The use of moral hazard in this essay, though, is a bit of a stretch, as there is no risk being redistributed (since the organization maintains all the risk in any situation), nor is there any change in behavior on the part of the GM. The GM is merely acting as the organization’s agent, which is irrespective to the remaining tenure in the GM’s contract or the length of the specific deal signed with a player. GMs are at-will employees and thus always want to deliver short-term results, whether it’s their first day on the job or their fifth year at the helm, and as such, there is no change of behavior. That’s not moral hazard—that’s just simple survival tactics, particularly in a competitive job market with high visibility and limited supply of jobs available.

Should the GM succeed in the short-term, and ends up keeping his or her post, the GM is indeed stuck with the consequences of his or her prior actions. This would violate moral hazard.

Law is correct, though, in indicating the root of the true issue, which is a misalignment of incentives between the organization (long-term) and the GM (short-term). Just like any business / CEO relationship, the organization needs to institute mechanisms to protect itself from a CEO with short-term perspectives, which is (in theory) why many compensation packages include stock options (which reflect the stock price, which is forward-looking).

In the case of the baseball organization, there is a tendency for a GM to pillage the farm system to try and get established players on today’s roster. To align the incentives of the GM and organization, in theory, organizations could tie some of the GM’s salary or bonus to the team’s winning percentage (or incremental wins) in the future, even beyond the GM’s tenure. Unorthodox (and unprecedented), but possible.

Law brings up some good issues and valid points, but does not use the term “moral hazard” correctly. Which is why we should leave the economic arguments to Milton Friedman, Kenneth Arrow, and the rest of the economists. And not to the baseball columnists—even those with a “MSIA/MBA-equivalent” (whatever the heck “MBA-equivalent” means).

3 comments:

Orel said...

So that's why the wine is so bad every time I eat dinner out.

Seriously, fascinating article. I'm just glad there isn't a test afterward.

StolenMonkey86 said...

Quite frankly, that's a bit excessive. But then again, the standards of economic discourse I hold others to have been lowered to the point that I'm happy when someone gets some concepts right.

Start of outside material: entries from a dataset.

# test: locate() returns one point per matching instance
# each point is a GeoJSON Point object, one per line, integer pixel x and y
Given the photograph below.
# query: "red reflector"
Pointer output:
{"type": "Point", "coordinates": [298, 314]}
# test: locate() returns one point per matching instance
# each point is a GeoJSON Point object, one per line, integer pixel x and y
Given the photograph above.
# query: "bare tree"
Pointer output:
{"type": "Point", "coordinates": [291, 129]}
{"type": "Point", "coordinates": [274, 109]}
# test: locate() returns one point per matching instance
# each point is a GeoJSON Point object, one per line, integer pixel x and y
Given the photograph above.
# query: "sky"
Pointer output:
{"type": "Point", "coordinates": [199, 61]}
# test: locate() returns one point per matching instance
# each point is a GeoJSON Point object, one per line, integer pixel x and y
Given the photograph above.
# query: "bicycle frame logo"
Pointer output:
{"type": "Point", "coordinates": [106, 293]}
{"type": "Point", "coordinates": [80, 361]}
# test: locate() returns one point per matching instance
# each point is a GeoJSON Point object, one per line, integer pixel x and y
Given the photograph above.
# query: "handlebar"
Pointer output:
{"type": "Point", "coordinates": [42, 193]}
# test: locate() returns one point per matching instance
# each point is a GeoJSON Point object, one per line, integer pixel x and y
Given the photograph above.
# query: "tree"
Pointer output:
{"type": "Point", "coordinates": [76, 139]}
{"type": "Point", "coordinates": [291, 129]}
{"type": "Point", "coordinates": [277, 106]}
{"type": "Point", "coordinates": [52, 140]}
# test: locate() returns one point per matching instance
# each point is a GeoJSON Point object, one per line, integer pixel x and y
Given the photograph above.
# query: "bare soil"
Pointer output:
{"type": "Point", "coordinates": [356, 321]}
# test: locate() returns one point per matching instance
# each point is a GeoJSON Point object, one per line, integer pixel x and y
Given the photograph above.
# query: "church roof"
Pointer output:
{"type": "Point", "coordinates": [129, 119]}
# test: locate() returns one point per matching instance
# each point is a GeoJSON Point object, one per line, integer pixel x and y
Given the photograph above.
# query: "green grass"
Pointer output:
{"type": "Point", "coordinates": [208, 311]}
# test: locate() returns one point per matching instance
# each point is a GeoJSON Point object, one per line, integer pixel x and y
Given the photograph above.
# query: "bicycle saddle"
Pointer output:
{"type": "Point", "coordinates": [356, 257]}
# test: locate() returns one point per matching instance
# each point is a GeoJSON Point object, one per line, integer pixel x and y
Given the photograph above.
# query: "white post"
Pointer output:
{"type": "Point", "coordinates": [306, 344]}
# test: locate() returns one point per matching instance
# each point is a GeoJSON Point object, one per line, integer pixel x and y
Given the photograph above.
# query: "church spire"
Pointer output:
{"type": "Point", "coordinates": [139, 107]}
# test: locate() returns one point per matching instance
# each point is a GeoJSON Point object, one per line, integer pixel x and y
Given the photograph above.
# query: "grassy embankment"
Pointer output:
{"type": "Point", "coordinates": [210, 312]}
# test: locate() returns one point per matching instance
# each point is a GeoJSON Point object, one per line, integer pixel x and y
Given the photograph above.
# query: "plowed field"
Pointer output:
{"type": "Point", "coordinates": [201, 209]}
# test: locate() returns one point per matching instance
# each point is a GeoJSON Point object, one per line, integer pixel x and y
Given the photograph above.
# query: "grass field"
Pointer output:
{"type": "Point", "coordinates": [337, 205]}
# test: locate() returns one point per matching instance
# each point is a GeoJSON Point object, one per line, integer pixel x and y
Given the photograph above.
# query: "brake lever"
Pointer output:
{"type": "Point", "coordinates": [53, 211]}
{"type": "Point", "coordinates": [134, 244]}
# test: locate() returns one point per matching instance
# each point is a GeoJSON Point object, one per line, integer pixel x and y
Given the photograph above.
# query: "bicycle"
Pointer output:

Although I think there is a better analogy to be made to politics than insurance, where the politician votes for the bill or entitlement that gets him elected but ends up being a bad idea. Terminology escapses me, largely because I haven't studied Public Choice a whole lot.

Or it could be that too many are guilty of taking liscensure from Keynes' famous quote "In the long run, we are all dead."

Steve Sax said...

Thanks David. I figure, someone's got to hold the torch for Uncle Milty now that he's passed.

SoSG may not be the best candidate, but we're ahead of Keith Law.

Thanks for your comment. Dodger fan economists, unite!